Of course, to determine unfair competition we shall first define the term “trade secret.” By law, it refers to technical information and operational information which is not known to the public, which is capable of bringing economic benefits to the owner of the trade secret, which has practical applicability and which the owner of rights has taken reasonable measures to keep secret. In practice, taking into consideration the vague standard of “bringing economic benefits to the trade secret owner” or “having practical applicability”, most trade secrets are determined as being those requiring or having special protection or a particular method of access. For example, information within a company that would only be available or retrievable by those above a certain level of management is likely to be considered a trade secret.
5. Sale at unreasonably low price
Article 11 of the Anti Unfair Competition Law defines an “unreasonably low price” as being those prices resulting in the selling of goods below cost.
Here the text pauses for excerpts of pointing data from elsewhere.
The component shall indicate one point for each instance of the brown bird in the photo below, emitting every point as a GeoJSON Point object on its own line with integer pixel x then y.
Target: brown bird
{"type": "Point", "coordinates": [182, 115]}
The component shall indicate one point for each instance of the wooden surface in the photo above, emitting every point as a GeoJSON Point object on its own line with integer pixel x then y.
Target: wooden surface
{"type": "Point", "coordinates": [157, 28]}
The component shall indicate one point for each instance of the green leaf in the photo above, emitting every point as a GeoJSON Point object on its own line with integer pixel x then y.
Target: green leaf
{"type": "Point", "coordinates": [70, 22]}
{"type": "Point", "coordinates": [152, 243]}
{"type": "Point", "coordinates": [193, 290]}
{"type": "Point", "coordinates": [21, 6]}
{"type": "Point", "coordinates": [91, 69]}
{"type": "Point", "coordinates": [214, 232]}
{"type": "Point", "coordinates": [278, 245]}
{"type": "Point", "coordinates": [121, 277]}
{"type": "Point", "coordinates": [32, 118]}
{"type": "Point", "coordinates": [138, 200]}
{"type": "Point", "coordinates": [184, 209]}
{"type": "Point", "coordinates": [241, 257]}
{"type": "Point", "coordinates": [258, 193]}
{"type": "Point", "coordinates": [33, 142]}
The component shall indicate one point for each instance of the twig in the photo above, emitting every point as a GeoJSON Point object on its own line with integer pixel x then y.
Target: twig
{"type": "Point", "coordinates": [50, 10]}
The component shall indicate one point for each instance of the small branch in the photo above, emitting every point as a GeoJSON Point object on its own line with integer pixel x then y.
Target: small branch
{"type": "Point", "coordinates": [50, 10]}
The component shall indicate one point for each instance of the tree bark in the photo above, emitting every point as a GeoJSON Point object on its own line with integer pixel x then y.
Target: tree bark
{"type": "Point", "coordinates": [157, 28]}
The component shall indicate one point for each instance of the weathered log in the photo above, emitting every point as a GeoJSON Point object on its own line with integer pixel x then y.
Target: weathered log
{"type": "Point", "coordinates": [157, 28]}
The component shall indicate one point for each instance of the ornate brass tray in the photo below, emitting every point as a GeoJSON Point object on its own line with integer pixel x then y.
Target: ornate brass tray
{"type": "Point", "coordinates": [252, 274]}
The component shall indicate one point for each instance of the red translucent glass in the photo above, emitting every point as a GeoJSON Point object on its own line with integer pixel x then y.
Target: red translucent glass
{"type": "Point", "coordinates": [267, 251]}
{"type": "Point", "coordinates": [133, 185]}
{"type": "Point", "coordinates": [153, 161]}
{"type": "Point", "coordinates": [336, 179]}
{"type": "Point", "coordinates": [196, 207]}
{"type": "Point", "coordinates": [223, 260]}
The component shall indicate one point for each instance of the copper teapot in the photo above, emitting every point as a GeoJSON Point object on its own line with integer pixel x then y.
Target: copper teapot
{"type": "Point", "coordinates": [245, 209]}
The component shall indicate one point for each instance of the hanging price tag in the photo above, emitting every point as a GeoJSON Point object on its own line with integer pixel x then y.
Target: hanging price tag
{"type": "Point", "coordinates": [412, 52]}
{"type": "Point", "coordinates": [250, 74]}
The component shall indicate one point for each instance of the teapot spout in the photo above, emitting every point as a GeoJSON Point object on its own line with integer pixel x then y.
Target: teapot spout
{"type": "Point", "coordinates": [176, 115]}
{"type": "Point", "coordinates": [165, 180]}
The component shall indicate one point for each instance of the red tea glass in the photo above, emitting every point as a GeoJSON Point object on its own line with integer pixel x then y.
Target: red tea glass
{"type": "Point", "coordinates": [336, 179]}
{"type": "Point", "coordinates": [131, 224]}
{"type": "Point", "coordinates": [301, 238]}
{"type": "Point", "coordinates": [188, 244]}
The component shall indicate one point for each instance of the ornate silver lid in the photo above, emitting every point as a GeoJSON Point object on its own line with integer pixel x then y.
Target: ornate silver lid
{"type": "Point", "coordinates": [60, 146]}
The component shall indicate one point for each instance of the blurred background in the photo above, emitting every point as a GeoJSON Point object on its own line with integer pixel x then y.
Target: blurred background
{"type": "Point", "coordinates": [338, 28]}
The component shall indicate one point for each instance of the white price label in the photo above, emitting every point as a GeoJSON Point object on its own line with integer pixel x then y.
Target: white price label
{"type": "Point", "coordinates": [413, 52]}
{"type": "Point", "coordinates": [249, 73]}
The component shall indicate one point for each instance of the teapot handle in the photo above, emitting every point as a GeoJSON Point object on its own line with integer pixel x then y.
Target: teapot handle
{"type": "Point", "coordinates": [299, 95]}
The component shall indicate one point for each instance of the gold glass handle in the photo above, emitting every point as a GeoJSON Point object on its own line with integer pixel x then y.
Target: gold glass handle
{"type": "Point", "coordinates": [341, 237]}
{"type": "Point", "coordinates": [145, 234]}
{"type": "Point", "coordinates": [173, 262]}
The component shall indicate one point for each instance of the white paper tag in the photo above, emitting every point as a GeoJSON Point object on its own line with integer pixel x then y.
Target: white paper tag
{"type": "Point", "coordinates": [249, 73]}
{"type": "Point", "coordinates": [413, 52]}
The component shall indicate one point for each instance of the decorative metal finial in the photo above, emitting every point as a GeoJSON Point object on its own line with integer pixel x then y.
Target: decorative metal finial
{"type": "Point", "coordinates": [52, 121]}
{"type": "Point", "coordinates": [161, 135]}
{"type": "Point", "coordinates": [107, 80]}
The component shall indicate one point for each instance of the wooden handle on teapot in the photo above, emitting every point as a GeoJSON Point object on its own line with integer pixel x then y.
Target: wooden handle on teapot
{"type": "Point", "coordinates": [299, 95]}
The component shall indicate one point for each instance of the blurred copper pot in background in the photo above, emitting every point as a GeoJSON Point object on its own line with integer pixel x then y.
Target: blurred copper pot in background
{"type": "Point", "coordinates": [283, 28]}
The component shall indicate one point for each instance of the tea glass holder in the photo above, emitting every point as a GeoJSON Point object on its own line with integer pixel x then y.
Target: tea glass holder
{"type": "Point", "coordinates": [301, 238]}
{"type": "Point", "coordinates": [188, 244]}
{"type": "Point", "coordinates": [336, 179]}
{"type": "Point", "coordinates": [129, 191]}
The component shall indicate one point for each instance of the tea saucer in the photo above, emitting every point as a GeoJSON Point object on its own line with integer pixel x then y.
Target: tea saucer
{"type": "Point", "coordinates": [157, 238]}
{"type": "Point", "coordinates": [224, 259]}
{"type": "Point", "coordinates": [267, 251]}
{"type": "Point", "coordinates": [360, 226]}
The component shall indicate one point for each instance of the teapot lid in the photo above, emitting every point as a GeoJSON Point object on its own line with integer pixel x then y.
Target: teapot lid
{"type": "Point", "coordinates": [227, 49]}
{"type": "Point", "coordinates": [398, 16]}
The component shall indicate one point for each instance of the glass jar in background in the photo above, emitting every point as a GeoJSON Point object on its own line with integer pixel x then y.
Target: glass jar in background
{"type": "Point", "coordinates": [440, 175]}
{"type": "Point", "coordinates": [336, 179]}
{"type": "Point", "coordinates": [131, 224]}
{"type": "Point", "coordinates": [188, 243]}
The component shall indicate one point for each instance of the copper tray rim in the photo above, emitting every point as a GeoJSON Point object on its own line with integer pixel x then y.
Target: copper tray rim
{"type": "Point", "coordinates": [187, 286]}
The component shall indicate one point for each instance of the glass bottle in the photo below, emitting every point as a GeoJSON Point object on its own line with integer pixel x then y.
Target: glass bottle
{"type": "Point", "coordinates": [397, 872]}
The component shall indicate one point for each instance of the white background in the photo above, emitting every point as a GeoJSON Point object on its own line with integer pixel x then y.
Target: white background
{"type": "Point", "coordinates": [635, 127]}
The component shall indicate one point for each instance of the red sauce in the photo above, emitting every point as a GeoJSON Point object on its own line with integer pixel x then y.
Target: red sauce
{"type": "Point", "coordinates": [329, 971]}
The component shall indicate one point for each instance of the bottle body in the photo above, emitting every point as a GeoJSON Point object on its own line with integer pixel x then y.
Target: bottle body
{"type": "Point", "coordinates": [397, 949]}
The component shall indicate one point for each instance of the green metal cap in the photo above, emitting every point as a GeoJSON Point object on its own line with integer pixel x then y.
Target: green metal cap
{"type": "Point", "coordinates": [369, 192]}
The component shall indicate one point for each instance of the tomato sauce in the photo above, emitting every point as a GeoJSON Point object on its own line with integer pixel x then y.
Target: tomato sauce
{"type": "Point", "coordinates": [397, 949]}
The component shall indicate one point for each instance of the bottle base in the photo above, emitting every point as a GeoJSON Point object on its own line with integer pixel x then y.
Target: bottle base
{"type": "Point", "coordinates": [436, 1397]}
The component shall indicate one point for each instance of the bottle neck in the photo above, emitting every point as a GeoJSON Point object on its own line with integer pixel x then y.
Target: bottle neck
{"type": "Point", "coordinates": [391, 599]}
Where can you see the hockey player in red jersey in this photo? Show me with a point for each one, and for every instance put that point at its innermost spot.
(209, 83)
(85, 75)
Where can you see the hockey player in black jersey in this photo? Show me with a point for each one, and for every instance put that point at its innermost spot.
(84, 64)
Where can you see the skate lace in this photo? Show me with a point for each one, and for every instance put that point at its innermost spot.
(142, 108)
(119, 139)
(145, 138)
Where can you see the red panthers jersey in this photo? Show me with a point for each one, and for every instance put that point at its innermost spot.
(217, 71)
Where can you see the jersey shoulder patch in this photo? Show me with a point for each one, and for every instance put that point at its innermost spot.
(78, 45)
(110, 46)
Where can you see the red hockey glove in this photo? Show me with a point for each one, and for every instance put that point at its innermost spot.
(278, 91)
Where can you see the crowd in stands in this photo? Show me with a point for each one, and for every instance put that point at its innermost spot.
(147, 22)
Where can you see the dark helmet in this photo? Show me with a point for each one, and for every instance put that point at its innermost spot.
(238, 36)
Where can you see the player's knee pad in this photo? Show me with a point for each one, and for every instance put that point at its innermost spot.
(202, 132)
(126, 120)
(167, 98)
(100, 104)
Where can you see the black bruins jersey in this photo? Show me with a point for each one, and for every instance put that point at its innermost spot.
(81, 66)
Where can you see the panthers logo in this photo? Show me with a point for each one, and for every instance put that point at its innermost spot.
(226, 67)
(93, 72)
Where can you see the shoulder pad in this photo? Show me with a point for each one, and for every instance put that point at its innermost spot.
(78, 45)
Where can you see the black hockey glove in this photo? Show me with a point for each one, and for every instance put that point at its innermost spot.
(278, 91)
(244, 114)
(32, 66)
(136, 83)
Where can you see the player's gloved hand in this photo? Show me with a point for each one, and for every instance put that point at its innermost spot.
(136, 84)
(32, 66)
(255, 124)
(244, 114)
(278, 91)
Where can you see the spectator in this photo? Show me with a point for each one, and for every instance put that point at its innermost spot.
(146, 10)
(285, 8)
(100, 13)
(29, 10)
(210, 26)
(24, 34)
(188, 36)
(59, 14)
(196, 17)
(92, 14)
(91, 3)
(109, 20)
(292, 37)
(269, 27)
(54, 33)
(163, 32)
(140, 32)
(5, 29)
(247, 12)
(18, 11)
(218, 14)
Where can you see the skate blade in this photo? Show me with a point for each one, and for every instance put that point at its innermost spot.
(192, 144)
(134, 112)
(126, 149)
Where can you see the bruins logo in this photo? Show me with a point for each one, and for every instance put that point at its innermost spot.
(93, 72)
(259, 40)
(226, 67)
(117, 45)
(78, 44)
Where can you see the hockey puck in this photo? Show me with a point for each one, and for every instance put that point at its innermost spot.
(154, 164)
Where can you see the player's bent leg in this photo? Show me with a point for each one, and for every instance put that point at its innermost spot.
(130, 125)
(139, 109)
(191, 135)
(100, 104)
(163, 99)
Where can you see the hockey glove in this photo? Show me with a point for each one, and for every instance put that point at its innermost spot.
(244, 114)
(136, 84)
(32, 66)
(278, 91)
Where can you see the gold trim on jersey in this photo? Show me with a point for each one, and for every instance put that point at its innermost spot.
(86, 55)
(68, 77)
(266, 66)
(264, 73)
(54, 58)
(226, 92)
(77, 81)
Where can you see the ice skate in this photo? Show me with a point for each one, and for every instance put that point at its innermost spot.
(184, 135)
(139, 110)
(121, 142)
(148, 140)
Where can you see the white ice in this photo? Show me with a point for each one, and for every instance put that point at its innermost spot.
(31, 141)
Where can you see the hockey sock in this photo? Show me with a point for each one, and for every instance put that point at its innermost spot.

There are exceptions:
(1) Selling fresh or live goods;
(2) Disposing of goods, the useful life of which is about to expire, or other overstocked goods;
(3) Reducing prices seasonably;
(4) Selling goods at reduced prices for paying off debts, changing the line of production, or closing the business.
6. Sales with conditions
Pursuant to Article 12 of the Anti Unfair Competition Law, the following conditional transactions are banned:
1) Making a tie-in sale against the wishes of the buyer
2) Attaching other unreasonable conditions.
7. Improper sales with prizes
Pursuant to Article 13 of the Anti Unfair Competition Law, improper sales containing prizes includes the following situations:
(1) Conducting sales with prizes attached by fraudulent means, falsely claiming the existence of prizes or intentionally rigging the prizes to be won by insiders;
(2) Promoting the sale of inferior but high-priced goods by offering prizes;
(3) Making sales with prizes attached in the form of a lottery where the amount for the highest prize exceeds 5, 000 yuan (RMB).
8. Damage to a competitor’s reputation
The law prohibits the operator to utter or disseminate falsehoods in order to damage the goodwill of a competitor or the reputation of his goods.
9. Tendering in bad faith
Collusive tendering as prohibited by the law includes those in collusion between the colluder as well as those between the colluder and the colluding-inviting party. The first situation may lead to a man-made high or low price, and the latter one could exclude competitors from fair competition.
II. Unfair competition conducts by special subjects
In addition to the general subject of unfair competition, the Anti Unfair Competition Law also stipulates that it may also levy fines if it is found that a public utility enterprise, operators having monopolistic status, or governments and their subordinate departments has abused its powers to restrict others from buying the goods of certain manufacturers, or restricting the distribution and circulation of such goods.
Due to their special position, the above subjects are commanding more economic resources. Once left alone, the abuse use of such a position, necessarily, could damage fair competition within the market. To our regret, despite investigations and lawsuits over the giants in the corporate field, like 3Q Battle, up until the present we have seen no successful case against local protection of business interests.